Lutetium-177 has demonstrated high efficiency in the diagnosis and targeted therapy of several oncological diseases. These radiopharmaceuticals are used to effectively treat a variety of diseases, such as tumors that can appear in the stomach, rectum, pancreas, small and large intestine, adrenal glands and thyroid gland.  

“They are also increasingly used in the treatment of tumors of the meninges – meningiomas and prostate cancer. Treatment with lutetium-177 also works well for cases where the disease is in an advanced stage, metastases, in particular, with cancer that is resistant to hormonal drugs and chemotherapy, and if the tumor cannot be removed surgically,” a Rosatom statement said.  

The Leningrad NPP can currently rhythmically produce molybdenum-99 (activation), iodine-125, iodine-131 and samarium-153, used in the diagnosis and treatment of various diseases, the statement said.  
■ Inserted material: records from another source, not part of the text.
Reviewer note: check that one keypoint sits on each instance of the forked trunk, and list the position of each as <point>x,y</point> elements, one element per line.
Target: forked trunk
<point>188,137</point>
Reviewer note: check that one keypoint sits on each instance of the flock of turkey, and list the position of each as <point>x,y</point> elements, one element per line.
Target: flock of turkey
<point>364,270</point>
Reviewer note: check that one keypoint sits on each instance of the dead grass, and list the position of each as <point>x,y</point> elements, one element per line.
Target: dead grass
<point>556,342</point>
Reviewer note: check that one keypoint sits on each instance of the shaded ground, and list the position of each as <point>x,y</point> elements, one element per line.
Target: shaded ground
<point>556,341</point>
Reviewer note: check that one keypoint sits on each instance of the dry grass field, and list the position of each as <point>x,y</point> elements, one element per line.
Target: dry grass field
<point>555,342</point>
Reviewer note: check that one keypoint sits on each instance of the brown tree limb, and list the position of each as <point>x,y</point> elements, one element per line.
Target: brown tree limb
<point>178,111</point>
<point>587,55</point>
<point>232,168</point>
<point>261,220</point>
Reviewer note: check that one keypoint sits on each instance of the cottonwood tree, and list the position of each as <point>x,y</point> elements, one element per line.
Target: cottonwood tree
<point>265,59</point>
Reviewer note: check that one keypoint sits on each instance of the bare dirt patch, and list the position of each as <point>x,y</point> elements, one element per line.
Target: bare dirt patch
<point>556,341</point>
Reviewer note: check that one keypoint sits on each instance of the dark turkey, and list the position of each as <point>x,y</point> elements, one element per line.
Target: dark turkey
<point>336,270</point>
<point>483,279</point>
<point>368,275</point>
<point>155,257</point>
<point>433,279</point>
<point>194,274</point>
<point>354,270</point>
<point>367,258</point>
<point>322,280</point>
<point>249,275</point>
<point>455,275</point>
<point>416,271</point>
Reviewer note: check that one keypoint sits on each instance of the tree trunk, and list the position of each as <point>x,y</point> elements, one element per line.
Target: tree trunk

Rosenergoatom, the electric energy division of Rosatom, is expanding its line of production of radioactive isotopes at nuclear power plants. 

Rosenergoatom is one of the key producers of medical radioisotopes for the Russian market. In addition, the company produces about 30 percent of the world’s sterilization cobalt-60 consumption from nuclear power reactors, the statement added. 

Rosatom said production of the first pilot batches of lutetium-177 is planned until the end of 2023 and that the experience of producing isotopes for medical purposes is planned to be applied at the Kursk and Smolensk nuclear power plants. 

According to the statement, the market for the development of such technologies in the future is assessed by business experts as comparable to the nuclear energy market. This includes modern diagnostics in medicine, transport security systems, new means of water and air purification, microelectronics, light industry, metallurgy, and many other areas. 

Another Rosatom subsidiary, Rusatom Healthcare, supplies isotope products to more than 50 countries in the world, enabling diagnosis and treatment of about 2.5 million people every year.